Being a pretty straightforward sort of bloke it never occurred to me before, but I probably should have mentioned this a while ago, but when I’m blogging about books from Helion it’s because very often, but not always, they’ve very kindly sent me a copy of a new publication to review. Cynics might suggest or mutter quietly to themselves that I’m therefore bound to give a glowing review as I get the books for free. Not so. If I really like a particular book I will say so, which is pretty much always the case across all the series I’ve been involved in on this basis. Add to that the fact that I’ve yet to come across a Helion book I didn’t like, even if in the early days some of the translation and editing was a little bit dodgy. It’s the subject matter that counts surely? And weirdly some of their best and most enjoyable books have been on subjects about which at the time I had little interest in, but now, to the detriment of my bank balance, I do.
If I wasn’t so keen then my review would be more ‘matter-of-fact-like’ if you get my drift. Not damned by faint praise but less of the oozing superlative perhaps. But enough of that unnecessary attempt to justify what I think and write. They (the Helion gang) do a fantastic job bringing new authors (often non-English speakers/writers as a first language folks) onto the scene, covering all manner of often (very) niche historical subjects, or authors putting a new spin on old subjects, in a torrent of publications almost every month.
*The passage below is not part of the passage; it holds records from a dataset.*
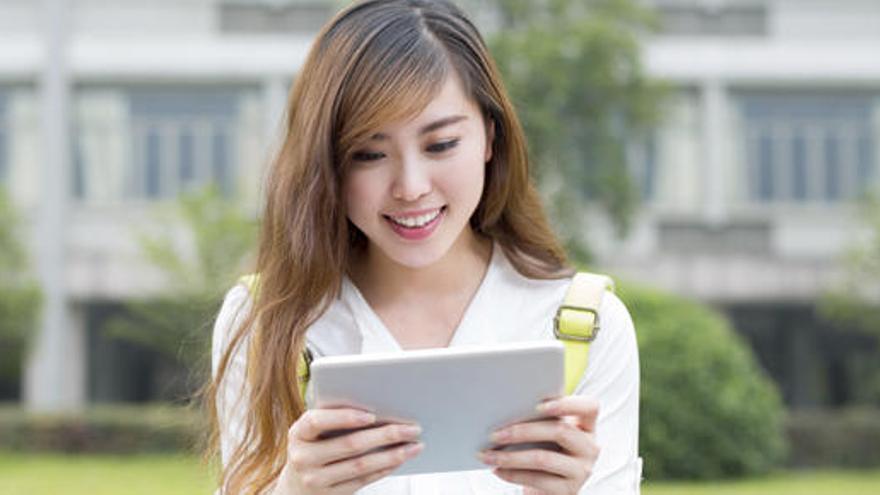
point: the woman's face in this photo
(412, 187)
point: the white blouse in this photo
(507, 307)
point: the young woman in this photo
(400, 215)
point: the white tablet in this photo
(459, 396)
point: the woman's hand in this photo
(318, 463)
(543, 471)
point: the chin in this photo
(416, 256)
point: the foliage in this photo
(106, 429)
(856, 300)
(708, 411)
(198, 263)
(574, 71)
(20, 297)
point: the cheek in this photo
(359, 196)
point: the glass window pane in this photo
(187, 157)
(765, 169)
(799, 166)
(189, 140)
(220, 153)
(832, 167)
(152, 165)
(787, 165)
(865, 161)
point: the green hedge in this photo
(103, 429)
(842, 438)
(707, 409)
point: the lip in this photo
(413, 213)
(417, 234)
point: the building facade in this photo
(108, 108)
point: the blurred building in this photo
(110, 107)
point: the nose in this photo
(412, 179)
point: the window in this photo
(701, 18)
(808, 147)
(273, 16)
(181, 139)
(643, 167)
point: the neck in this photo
(381, 279)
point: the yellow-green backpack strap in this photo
(577, 323)
(252, 283)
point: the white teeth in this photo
(419, 221)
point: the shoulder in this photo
(614, 355)
(233, 311)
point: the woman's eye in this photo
(366, 156)
(441, 147)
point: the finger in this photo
(536, 460)
(365, 465)
(540, 481)
(568, 436)
(316, 421)
(585, 408)
(359, 442)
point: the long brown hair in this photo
(375, 62)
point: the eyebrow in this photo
(433, 126)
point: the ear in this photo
(490, 138)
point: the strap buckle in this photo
(570, 336)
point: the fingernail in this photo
(412, 430)
(414, 448)
(487, 457)
(500, 436)
(366, 418)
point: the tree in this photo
(574, 71)
(856, 299)
(20, 299)
(219, 234)
(854, 303)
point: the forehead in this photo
(449, 100)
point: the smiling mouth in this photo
(416, 222)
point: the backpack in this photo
(576, 324)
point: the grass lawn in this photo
(51, 474)
(42, 474)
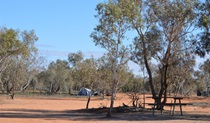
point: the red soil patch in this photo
(36, 109)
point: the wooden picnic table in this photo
(172, 104)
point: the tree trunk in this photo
(89, 97)
(114, 84)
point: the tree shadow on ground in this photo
(90, 115)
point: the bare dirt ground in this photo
(42, 109)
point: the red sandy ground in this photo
(37, 109)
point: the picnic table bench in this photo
(172, 104)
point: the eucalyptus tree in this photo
(57, 77)
(32, 65)
(164, 30)
(14, 43)
(205, 75)
(110, 34)
(203, 46)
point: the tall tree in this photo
(205, 75)
(203, 46)
(164, 30)
(14, 43)
(109, 34)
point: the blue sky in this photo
(63, 26)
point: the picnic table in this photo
(173, 104)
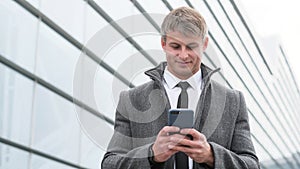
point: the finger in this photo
(168, 129)
(181, 148)
(194, 133)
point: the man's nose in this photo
(183, 53)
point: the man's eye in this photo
(191, 47)
(175, 46)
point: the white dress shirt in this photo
(173, 92)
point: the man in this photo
(221, 134)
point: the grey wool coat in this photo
(221, 115)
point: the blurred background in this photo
(63, 64)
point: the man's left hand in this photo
(198, 149)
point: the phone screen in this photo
(182, 118)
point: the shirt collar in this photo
(171, 80)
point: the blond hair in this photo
(185, 20)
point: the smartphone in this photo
(182, 118)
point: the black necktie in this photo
(181, 159)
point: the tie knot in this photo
(183, 85)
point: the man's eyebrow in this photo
(192, 44)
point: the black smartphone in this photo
(182, 118)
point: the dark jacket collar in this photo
(157, 73)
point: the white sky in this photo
(281, 17)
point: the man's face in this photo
(183, 54)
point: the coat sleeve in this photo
(241, 154)
(120, 152)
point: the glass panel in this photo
(11, 157)
(56, 59)
(113, 9)
(154, 6)
(56, 128)
(68, 14)
(18, 32)
(35, 3)
(94, 23)
(97, 130)
(38, 162)
(90, 154)
(15, 106)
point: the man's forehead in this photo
(183, 39)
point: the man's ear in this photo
(163, 42)
(205, 43)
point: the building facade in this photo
(63, 64)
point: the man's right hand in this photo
(162, 147)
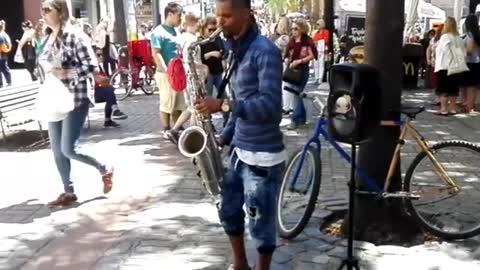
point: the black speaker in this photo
(354, 103)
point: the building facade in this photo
(448, 6)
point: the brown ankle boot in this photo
(64, 199)
(107, 180)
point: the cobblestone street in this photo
(159, 216)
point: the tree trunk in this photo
(120, 23)
(381, 221)
(316, 9)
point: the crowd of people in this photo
(453, 65)
(263, 69)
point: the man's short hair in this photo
(173, 8)
(191, 19)
(239, 4)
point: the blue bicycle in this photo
(441, 187)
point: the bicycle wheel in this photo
(121, 81)
(298, 195)
(441, 210)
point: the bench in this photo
(17, 106)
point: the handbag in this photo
(293, 76)
(18, 58)
(54, 100)
(457, 64)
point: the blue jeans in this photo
(63, 136)
(256, 187)
(5, 70)
(299, 115)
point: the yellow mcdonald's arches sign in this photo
(409, 69)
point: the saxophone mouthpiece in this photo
(216, 33)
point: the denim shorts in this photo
(256, 187)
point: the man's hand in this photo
(215, 54)
(101, 80)
(294, 63)
(220, 141)
(208, 105)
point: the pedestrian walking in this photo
(431, 59)
(39, 35)
(188, 37)
(104, 92)
(283, 32)
(5, 48)
(471, 78)
(449, 65)
(301, 50)
(103, 41)
(166, 44)
(258, 154)
(26, 46)
(66, 56)
(322, 41)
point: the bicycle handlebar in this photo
(313, 97)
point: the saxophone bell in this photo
(192, 141)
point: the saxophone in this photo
(198, 141)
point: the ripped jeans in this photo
(256, 187)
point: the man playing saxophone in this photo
(258, 154)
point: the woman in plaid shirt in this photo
(65, 54)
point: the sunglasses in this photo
(46, 10)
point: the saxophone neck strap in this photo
(238, 51)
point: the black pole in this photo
(351, 262)
(120, 23)
(328, 17)
(156, 20)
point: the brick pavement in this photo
(159, 216)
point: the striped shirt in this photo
(73, 54)
(257, 87)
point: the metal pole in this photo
(156, 13)
(120, 23)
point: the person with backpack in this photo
(188, 37)
(5, 48)
(165, 43)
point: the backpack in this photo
(176, 73)
(4, 45)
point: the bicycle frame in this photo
(371, 183)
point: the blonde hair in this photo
(209, 20)
(302, 24)
(283, 26)
(450, 26)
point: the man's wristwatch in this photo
(226, 105)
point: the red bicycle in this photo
(137, 74)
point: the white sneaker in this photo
(165, 134)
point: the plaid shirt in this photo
(74, 55)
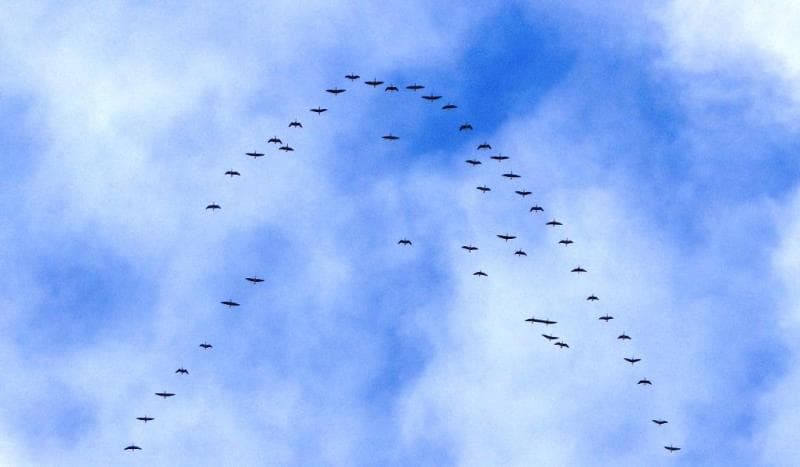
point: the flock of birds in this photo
(474, 162)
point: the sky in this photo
(662, 134)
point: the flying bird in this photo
(546, 322)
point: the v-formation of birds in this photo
(475, 161)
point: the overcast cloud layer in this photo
(662, 135)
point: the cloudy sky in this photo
(663, 135)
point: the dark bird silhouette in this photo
(546, 322)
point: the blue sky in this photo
(662, 134)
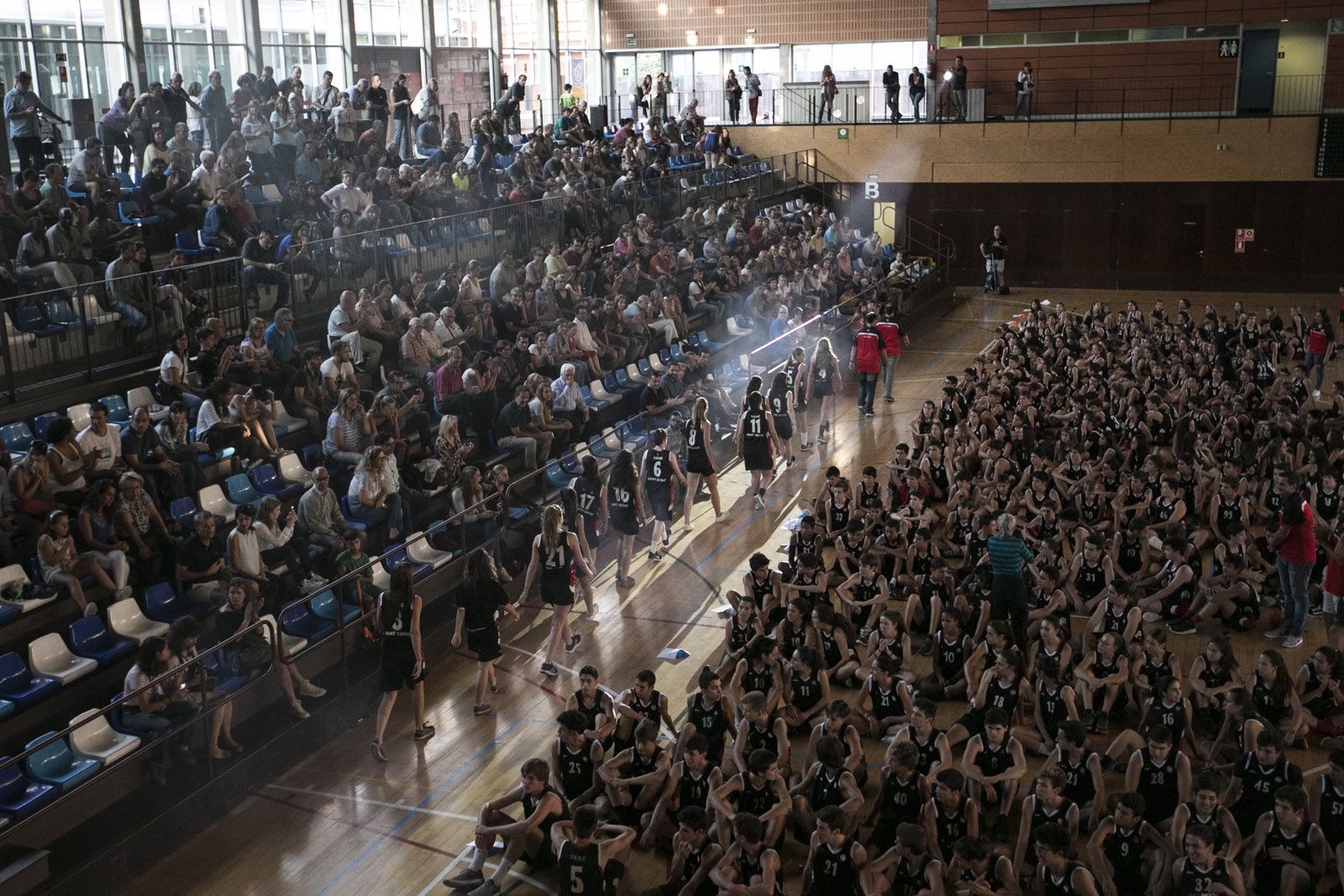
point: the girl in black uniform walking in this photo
(403, 658)
(555, 553)
(622, 506)
(591, 497)
(781, 405)
(823, 383)
(699, 461)
(658, 470)
(756, 436)
(480, 598)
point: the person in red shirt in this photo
(866, 360)
(1319, 340)
(1294, 542)
(891, 338)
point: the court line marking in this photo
(452, 779)
(355, 825)
(470, 849)
(373, 802)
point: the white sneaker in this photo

For this they should be applauded.
The latest book in the ‘Century of the Soldier’ series is one that I can and will freely and of good conscience say good stuff about. The book looks at the development of the employment of cavalry from the Italian Wars of the sixteenth century to the rise of the armies of Louis XIV and the War of the Spanish Succession at the start of the eighteenth. The focus and detail are very much, but not totally, French oriented, which given the nationality of the author is understandable and perfectly ok in my view as the key roles played by the Dutch in the late sixteenth century, Gustavus Adolphus, Charles XII and Louis XIV in the seventeenth, the impact of Holy Roman Empire’s exposure to the Ottomans, and the tactical use of cavalry by Duke of Marlborough in the eighteenth are also examined in detail within the overarching French context.
One has only to look at the content of this volume to see that it has been exhaustively researched, with an impressive array of primary and secondary sources. We are taken on a journey from the introduction of firearms both mounted and on foot, and the ultimate demise of the fully armoured and lance-armed gendarme, with all the major tactical changes that evolved as a result, through to the solid ranks of late seventeenth and early eighteenth century heavy cavalryman who relied on either fire or shock tactics. How these different tactics evolved is examined in great detail, and their impact on the bigger picture of battlefield deployment and changes in the overall usage of the cavalry arm is discussed, proposing the pros and cons of firepower against shock, and indeed what exactly these diametrically opposed tactical methods meant on the battlefield, especially when they faced each other on the same piece of turf. Also discussed are the ways these developments impacted on infantry, in terms of how they dealt with the changing tactics of the cavalrymen and how the cavalry evolved to combat the evolution of predominantly musket-armed foot.
The author examines the processes of recruitment and training in the French army, not just of men but also horses, as well as the significant changes seen in personal protection and weaponry and the move from the use of companies to squadrons as the basic organisational and battlefield unit. We are treated to a number of theoretical case studies that examine the basic tactics, and several real battles, such as White Mountain and Rocroi in the 30 Years War, Dreux and Ivry at either end of the French Wars of Religion, and finally Blenheim, that are used as exemplars to demonstrate how these theories evolved and were put into practice.
Well written and sympathetically translated and edited the author has provided the reader with a comprehensive examination of what is a fascinating subject. The reader may not necessarily agree with the author’s theories but they are well argued and backed up with compelling research, resulting in what is an engaging and thought provoking reading experience. Nicely illustrated throughout, with some helpful maps that link well to the narrative, there is much to commend this excellent book.